Speaking of, Sprint TV is a nice addition, giving you a pretty wide range of channels to view, with solid EV-DO connections -- though the resolution leaves something to be desired.
The IM app is also a plus, with a simple and straightforward interface that doesn't require much time to get comfortable with.
They also include DataViz's DocumentsToGo, a PDF / Word / Excel editor, but you're still stuck with Blazer for web duties, and the rest of Palm's vintage fare for general tasks. It works... but, bleh.
What can we say? The phone is good, and the sound quality is solid. Palm equipped the Centro with a nice loud earpiece and speaker, and both do their job admirably. One problem of note is that if you lay this phone on its back during a speakerphone call, you lose about 50-percent of your sound. The effect is almost akin to sweeping a resonant filter down on the signal, like the "underwater" effect you hear in your favorite rave anthems. Point being: keep it on its face (hey, you won't have to worry about scratching that screen!).
The 1.3-megapixel camera is nothing to write home about -- in fact, it's terrifically mediocre. The performance on the camera and camcorder apps is also sluggish to the point of annoyance, but we've learned to not expect too much in this department.
Little details -- like the prompt to add a number you've dialed that isn't stored in your contacts, and the "avoid with SMS" feature for incoming calls -- are Palm hallmarks that still feel plenty helpful.
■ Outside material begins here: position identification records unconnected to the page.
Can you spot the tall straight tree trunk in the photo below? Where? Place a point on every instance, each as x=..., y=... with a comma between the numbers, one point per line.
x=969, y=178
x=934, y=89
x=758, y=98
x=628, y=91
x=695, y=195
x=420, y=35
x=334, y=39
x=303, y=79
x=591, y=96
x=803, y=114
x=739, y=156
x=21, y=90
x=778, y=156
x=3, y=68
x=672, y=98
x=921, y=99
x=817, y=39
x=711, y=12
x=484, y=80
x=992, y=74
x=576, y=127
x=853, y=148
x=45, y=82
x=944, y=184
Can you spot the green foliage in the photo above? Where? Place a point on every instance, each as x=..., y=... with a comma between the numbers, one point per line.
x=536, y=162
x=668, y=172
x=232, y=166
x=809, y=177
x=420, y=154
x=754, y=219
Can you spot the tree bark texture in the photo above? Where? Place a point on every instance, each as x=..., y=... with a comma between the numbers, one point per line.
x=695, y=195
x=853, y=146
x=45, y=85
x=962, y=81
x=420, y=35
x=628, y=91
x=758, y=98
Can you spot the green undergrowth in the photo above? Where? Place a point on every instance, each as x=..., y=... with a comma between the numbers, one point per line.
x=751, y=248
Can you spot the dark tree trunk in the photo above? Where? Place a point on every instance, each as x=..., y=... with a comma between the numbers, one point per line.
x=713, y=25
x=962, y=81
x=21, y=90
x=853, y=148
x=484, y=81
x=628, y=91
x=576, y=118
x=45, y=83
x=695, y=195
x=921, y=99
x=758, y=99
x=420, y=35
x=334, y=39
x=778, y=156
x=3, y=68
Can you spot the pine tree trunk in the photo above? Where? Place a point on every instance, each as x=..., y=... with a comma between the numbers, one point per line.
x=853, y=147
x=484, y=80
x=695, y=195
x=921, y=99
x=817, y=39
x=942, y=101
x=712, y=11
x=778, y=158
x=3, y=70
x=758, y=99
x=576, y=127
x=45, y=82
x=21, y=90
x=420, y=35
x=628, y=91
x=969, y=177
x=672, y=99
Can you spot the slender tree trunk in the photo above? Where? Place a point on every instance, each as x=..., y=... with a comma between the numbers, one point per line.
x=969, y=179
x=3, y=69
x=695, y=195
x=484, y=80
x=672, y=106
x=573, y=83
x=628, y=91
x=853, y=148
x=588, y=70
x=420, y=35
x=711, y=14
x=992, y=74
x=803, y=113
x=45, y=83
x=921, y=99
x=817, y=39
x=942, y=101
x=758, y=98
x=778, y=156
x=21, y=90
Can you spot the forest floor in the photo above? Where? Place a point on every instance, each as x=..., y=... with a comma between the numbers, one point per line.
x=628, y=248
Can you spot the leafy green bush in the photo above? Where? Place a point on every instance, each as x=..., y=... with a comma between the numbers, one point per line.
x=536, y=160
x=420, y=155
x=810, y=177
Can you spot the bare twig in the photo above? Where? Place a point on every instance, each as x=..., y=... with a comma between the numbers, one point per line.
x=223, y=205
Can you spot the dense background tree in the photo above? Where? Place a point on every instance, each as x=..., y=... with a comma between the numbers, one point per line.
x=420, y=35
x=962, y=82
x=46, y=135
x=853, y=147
The real selling point on this device for a lot of people has been its much-touted $99 price point. Of course, you have to keep in mind that the figure takes into account an "instant discount, mail-in rebate, and qualifying two-year Sprint service agreement." Which means the phone isn't nearly as cheap as it sounds. That said, the fact the offer is on the table is a great move for Palm, and should help push a lot of these out the door.
It would be easy to love this phone, but there are too many minor hang-ups that contribute to an overwhelming sense of letdown. Nostalgic affection aside, it doesn't feel like Palm is taking advantage of the opportunities it has right now. Things like its complicated syncing process (particularly with Macs) don't jive with Palm's bid for the "youth market," who undoubtedly are interested in iTunes-like simplicity
Still, brainy teens, casual tinkerers, and young technophiles of all suits will probably be stoked on the wide variety of options for the money. Power users, early adopters, and those seriously jaded by Palm's inability to really deliver something new might want to look elsewhere.